A landmark ruling by the Pensions Ombudsman could give new hope to pension scam victims says the former pensions minister, Sir Steve Webb.
The case in question relates to a police officer who transferred out his police pension into a new scheme but then became concerned that the money had been "lost or misappropriated". In the landmark ruling, the Ombudsman ruled that the police officer had been failed in two ways by Northumbria Police Authority. Firstly he had not been sent the official anti-scam "Scorpion" literature produced by The Pensions Regulator. Secondly, they had not carried out the proper checks on the pension scheme into which the money was transferred.

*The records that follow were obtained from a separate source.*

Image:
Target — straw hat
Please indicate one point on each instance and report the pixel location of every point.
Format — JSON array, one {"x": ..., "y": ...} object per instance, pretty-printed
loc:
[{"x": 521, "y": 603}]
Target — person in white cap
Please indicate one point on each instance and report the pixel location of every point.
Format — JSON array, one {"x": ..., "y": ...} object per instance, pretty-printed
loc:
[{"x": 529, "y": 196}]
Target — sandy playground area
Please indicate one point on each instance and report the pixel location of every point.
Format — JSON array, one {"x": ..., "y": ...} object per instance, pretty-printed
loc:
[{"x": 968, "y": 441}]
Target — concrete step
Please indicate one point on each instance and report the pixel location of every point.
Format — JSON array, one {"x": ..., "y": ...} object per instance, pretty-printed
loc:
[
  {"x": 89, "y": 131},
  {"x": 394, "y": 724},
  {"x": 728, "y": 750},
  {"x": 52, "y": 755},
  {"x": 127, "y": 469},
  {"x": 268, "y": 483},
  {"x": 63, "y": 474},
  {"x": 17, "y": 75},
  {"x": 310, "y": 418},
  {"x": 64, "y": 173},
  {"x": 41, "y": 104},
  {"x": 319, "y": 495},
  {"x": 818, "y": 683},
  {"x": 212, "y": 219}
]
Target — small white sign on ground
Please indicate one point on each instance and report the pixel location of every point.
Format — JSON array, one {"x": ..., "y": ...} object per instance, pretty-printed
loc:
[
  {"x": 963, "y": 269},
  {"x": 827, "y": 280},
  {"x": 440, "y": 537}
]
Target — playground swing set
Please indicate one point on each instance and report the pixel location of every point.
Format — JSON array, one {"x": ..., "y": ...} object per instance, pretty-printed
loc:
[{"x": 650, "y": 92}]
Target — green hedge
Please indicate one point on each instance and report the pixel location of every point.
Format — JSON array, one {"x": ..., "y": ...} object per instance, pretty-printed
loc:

According to the Ombudsman, this made the scheme guilty of maladministration and ordered it to reinstate the police officer's pension rights as far as it could.
"This is a very important ruling," said Webb. "While individuals obviously have a responsibility to take good care of their pensions and to take proper advice, this shows pension schemes also have important duties to protect members - not only should they flag the risk of scams, but they should also be undertaking thorough checks about where the money is going to be transferred to."
He added: "It might be the case that some past victims of scams who have complained to a pension scheme and been turned away could still receive redress if the ombudsman thinks their scheme trustees did not do a proper job in protecting them."
While the ruling only relates to a specific case, it shows that schemes have important responsibilities to their members, not only in alerting them to the risk of scams, but also in ensuring sufficient checks are made on receiving schemes.
"It is possible scam victims who have complained to schemes and been turned away might now find they get a chance of redress via a complaint to the Pensions Ombudsman," he added.